Oruç tutan dindar bir cumhurbaşkanının Ramazan ayında Köşk’te iftar ziyafeti vermesinin lâikliğe aykırı hiçbir tarafı yoktur. Lâikliğe asıl aykırı olan husus din müesseselerinin, hizmetlerinin, faaliyetlerinin, dinî hizmet hiyerarşisinin, din eğitiminin, devlete bağımlı olmasıdır.
Merhum Özal inançlı ve dindar bir kimseydi, Köşk’teki iftar ziyafetlerini o başlatmıştı. Zaten ömrü vefa etmiş ve fırsat bulmuş olsaydı, ülkemizdeki din-devlet çatışması ve kavgasını kaldıracaktı. Bu mevzuda raporlar hazırlatıyor, birtakım çok önemli ve temel değişikliklere gitmek niyetini besliyordu. Bu işi yapabilir miydi? Yapardı. Ceza Kanunu’ndaki 163’ncü ve 141’inci maddeleri o kaldırmamış mıydı?

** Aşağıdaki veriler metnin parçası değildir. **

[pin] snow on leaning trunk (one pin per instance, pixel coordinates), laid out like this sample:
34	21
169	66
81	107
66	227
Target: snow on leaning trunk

Büyük ihtimalle Özal’ı öldürttüler.
Sayın Cumhurbaşkanımız Ramazan’da Çankaya Köşkü’nde resmî iftar ziyafeti vermeyi uygun ve doğru bulmamış. Bu kararı saygı ile karşılamamız gerekir.
Mustafa Kemal Paşa’nın uzun yıllar garson ve uşak olarak hizmetinde bulunmuş Cemal Granda, hatıralarında anlatır:”Bunca yıl Köşk’te ve Ata’nın yakınında bulundum, orada bir kere namaz kılındığını, oruç tutulduğunu görmedim. Sadece senede bir kere, Kadir Gecesi’nde rakı sofrası kurdurtmazdı” der.
Mustafa Kemal Paşa’dan sonra, Millî Şef ünvanıyla Köşk’te oturan İsmet Paşa’nın merhume annesi Cevriye Hanım dindar bir kadındı. Daima başörtülü gezer, namaz kılar, oruç tutardı. Yatılı okuduğum Galatasaray Lisesi’nin ahçıbaşısı, daha önce Köşk’te ahçılık yapmış, ondan duymuştum, İsmet Paşa, annesine, korkusundan alenen oruç yemez, ona oruçluymuş gibi gözükürmüş. Millî Eğitim Bakanlığı yapan eski Mevlevî HasanAli Yücel, Köşk’e çıktığında Cevriye hanıma bazen bir aşr-ı şerif okurmuş.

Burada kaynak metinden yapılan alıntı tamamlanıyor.